C’est l’accusation classique brandie par le pouvoir turc pour discréditer ceux qu’il considère comme ses opposants ou simples critiques : « appartenance à un groupe terroriste », un délit puni par une peine minimale de cinq ans de prison. Arrêté par la police et détenu de manière arbitraire depuis le début du mois de juin, le travailleur social Bilal Yildiz, membre du bureau de représentation d’Istanbul de la Fondation des droits de l’Homme de Turquie (HRFT), est jugé depuis le 13 décembre 2022 et risque jusqu’à dix ans d’emprisonnement. La prochaine audience dans ce procès était prévue les 4 et 5 janvier 2023. « M. Yildiz a été détenu dans des cellules surpeuplées qui ne respectent pas les normes régionales et internationales relatives aux droits humains. Il a également été témoin d’actes de torture et de mauvais traitements infligés à d’autres personnes emprisonnées. Une lettre qu’il a envoyée à la HRFT demandant à l’organisation de prendre des mesures contre les actes de torture et de mauvais traitements commis contre lui et ses co-accusés, depuis leur arrestation arbitraire, a été saisie par les gardiens de prison au prétexte d’éviter de “provoquer la panique et le chaos entre les détenus”, comme le justifient les autorités pénitentiaires », dénonce la Fédération internationale pour les droits humains (FIDH), dans un communiqué publié le 6 décembre.
Les associations d’aide aux migrants ciblées par Ankara
Bilal Yildiz n’est pas le seul à comparaître devant la justice turque. L’Association de surveillance des migrations, qu’il a cofondée en 2016, a vu les bureaux et domiciles personnels de ses dirigeants perquisitionnés par la police. Au total, indique la HRFT, « 22 personnes affiliées à l’association, dont Bilal Yildiz, ont été arrêtées arbitrairement et privées de l’accès à leurs avocats pendant 24 heures. Elles ont toutes été interrogées à la fois sur leurs finances personnelles et sur les dossiers financiers de l’association, y compris sur des questions relatives à des paiements destinés aux formateurs et aux hôtels dans le cadre des activités de l’association. » Parmi ces personnes interpellées, six ont été libérées sous contrôle judiciaire, les 16 autres ayant été envoyées dans les prisons de Bakirköy et Marmara.

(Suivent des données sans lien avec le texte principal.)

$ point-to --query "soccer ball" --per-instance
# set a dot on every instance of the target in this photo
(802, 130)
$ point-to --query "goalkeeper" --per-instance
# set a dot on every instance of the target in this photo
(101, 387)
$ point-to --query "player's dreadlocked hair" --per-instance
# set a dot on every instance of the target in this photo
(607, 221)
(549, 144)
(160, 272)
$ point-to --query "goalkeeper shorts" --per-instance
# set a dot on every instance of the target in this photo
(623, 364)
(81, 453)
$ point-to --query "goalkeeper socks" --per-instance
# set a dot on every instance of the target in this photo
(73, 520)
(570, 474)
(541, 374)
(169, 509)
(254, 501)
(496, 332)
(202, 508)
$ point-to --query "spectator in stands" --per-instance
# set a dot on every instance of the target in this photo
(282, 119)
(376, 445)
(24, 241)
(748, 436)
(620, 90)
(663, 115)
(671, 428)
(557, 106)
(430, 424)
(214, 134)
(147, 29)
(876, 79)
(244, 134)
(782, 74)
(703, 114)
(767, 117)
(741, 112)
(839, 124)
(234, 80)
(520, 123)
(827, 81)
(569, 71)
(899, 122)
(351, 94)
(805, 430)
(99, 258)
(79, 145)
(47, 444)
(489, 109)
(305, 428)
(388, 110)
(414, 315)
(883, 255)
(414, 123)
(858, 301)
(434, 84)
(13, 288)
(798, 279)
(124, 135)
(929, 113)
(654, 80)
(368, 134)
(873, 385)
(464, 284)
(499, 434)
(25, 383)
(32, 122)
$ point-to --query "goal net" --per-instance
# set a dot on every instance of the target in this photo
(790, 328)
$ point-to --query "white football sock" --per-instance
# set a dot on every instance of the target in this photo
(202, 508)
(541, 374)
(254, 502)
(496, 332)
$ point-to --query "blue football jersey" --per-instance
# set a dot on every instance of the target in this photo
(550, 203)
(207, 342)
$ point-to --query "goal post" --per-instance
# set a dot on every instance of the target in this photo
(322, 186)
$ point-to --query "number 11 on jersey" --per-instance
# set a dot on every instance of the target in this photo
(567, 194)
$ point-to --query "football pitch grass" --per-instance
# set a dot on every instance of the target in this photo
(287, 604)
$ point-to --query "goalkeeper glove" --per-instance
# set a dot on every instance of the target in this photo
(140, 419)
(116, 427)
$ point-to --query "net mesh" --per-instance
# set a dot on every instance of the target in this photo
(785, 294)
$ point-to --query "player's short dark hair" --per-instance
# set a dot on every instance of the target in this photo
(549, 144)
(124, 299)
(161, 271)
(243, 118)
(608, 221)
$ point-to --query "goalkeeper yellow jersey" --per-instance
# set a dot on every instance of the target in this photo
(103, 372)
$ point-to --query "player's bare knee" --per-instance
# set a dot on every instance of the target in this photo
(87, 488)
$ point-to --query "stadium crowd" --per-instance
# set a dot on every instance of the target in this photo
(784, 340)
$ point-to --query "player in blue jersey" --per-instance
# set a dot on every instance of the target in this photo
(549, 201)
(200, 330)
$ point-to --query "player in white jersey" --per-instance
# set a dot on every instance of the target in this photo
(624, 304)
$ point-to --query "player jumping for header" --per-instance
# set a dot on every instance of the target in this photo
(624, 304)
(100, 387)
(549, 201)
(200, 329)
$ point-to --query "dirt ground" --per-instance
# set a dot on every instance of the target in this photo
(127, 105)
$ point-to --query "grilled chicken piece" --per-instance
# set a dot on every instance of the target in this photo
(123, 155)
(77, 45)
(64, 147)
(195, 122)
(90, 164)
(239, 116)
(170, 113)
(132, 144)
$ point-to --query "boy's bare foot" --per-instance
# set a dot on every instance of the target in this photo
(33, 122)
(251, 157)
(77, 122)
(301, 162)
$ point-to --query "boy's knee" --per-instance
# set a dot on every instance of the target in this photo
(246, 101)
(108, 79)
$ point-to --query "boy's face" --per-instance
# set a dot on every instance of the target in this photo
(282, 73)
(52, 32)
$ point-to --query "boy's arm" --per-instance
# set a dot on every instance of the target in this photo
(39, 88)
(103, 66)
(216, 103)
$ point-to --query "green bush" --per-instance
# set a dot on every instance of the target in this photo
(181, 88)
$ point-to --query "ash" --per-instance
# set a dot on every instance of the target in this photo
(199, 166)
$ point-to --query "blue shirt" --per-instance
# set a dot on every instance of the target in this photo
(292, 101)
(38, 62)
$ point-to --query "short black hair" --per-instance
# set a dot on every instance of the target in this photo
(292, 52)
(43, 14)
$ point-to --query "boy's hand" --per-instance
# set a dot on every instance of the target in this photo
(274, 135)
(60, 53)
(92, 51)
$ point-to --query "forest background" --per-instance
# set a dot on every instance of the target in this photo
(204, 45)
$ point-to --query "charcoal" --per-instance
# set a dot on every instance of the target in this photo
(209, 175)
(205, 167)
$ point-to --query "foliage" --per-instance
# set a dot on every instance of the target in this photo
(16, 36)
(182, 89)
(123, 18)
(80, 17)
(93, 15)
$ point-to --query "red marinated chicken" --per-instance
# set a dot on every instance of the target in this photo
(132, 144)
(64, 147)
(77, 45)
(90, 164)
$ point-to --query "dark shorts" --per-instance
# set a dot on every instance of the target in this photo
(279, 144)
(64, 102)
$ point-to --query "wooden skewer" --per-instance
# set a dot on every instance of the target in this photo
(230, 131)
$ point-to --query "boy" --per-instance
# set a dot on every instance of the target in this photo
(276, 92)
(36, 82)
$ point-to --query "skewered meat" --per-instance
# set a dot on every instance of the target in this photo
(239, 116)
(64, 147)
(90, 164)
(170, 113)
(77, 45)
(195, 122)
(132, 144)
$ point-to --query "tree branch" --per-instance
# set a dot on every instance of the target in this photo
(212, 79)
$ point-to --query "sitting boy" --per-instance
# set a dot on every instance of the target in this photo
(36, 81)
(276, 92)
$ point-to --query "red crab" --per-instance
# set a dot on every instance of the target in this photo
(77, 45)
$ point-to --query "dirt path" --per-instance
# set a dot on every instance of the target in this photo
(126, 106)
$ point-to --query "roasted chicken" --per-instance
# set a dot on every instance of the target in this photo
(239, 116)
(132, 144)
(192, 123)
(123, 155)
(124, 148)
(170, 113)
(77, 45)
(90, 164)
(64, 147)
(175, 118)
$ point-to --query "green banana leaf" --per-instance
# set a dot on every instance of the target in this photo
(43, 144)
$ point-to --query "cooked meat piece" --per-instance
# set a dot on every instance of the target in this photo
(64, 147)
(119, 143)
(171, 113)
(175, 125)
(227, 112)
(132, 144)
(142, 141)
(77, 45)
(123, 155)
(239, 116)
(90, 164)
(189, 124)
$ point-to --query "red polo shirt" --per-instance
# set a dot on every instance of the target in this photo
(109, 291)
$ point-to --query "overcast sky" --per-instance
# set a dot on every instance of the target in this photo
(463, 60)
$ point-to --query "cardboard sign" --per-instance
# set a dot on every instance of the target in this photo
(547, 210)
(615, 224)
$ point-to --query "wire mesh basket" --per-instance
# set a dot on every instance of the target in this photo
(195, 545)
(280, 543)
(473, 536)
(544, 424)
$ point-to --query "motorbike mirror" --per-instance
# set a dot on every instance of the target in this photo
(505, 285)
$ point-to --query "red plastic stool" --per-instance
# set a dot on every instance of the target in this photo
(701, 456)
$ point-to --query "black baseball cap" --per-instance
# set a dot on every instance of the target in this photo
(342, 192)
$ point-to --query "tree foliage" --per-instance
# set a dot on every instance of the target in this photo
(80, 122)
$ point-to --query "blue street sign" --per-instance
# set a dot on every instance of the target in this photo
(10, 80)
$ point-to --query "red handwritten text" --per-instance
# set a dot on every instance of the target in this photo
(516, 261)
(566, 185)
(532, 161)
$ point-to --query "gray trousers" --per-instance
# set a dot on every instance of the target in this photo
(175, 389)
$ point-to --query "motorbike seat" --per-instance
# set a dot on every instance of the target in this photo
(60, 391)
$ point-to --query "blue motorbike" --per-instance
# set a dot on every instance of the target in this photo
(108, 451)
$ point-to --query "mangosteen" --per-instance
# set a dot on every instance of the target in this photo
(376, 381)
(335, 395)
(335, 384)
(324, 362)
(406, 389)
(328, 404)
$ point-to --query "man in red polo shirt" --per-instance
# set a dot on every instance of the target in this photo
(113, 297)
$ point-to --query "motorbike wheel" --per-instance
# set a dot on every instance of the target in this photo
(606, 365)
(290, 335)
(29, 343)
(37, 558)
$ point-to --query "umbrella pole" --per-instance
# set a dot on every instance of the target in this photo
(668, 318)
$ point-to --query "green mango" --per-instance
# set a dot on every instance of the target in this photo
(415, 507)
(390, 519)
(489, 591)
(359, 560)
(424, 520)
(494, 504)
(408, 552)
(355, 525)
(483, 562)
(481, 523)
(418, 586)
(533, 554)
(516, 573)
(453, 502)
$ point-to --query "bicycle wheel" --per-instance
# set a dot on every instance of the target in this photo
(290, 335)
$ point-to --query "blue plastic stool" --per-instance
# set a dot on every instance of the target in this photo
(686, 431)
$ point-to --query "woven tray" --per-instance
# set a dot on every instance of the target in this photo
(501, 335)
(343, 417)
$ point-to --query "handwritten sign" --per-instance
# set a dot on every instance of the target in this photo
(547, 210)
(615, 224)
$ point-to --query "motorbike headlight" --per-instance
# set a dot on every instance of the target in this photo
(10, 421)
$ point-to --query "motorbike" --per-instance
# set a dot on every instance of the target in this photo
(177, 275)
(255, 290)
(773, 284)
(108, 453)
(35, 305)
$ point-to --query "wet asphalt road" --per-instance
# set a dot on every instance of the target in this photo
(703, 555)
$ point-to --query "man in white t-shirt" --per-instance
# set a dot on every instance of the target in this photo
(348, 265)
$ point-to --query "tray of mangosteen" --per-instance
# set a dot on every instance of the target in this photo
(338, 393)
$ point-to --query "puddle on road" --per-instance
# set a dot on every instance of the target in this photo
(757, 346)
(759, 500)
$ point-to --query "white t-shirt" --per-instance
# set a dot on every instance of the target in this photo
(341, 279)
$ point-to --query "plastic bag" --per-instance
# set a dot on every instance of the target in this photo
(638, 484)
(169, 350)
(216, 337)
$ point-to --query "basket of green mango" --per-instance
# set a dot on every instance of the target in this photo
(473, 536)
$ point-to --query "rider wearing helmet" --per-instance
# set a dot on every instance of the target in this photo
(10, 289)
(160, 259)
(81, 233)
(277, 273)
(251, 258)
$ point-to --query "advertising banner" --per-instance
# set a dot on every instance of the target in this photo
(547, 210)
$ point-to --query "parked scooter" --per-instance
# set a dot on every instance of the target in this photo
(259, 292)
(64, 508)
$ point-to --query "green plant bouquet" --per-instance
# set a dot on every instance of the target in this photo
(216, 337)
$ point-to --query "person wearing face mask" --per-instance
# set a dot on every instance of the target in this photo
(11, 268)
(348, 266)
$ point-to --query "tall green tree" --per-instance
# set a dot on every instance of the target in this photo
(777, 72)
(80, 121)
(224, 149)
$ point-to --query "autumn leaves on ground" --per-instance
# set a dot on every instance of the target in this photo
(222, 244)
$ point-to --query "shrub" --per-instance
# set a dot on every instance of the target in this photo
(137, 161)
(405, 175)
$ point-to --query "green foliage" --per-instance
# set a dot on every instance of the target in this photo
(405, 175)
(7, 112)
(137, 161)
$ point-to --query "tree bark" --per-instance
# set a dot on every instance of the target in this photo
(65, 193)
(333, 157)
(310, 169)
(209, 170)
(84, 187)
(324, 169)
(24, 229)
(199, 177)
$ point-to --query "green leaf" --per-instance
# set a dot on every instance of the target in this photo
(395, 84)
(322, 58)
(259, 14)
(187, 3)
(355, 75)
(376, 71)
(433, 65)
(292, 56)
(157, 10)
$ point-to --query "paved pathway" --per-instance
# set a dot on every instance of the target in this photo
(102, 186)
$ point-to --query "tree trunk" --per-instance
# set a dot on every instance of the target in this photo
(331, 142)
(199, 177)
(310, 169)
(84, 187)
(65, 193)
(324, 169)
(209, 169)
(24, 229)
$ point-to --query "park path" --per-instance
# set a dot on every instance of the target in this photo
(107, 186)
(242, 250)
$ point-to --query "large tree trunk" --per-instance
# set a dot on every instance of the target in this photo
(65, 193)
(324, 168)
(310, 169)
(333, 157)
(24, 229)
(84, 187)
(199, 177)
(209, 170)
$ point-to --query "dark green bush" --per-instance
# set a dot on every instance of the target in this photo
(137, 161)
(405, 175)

Le procès de Bilal Yildiz s’inscrit dans le cadre d’un raidissement du pouvoir turc vis-à-vis des associations venant en aide aux migrants, alors que le pays accueille près de 4 millions de réfugiés, la plupart ayant fui la guerre civile en Syrie. Le 17 août dernier, l’ONG Josoor, spécialisée dans l’aide aux migrants victimes de refoulements à la frontière entre la Grèce et la Turquie, avait annoncé sa dissolution pure et simple dans un communiqué publié sur son site Internet : « La décision de mettre fin à Josoor a été dictée par une série de facteurs qui ont mis notre équipe en danger croissant et ont finalement rendu notre travail presque impossible. Il s’agit notamment de la détérioration de la situation en Turquie, de l’érosion de l’Etat de droit en Europe et d’un manque constant de fonds pour soutenir adéquatement notre travail. »
L’association dénonçait notamment les « campagnes d’expulsion à grande échelle vers la Syrie, avec une répression simultanée contre la société civile soutenant les réfugiés et les personnes en déplacement à travers le pays ». Frappée par une inflation hors de contrôle et engluée dans une crise économique sans fin, la Turquie tente de se débarrasser de ses migrants indésirables en les refoulant de force vers les pays voisins. Et souhaite poursuivre sa basse besogne en se débarrassant des témoins gênants que sont les ONG et les travailleurs sociaux.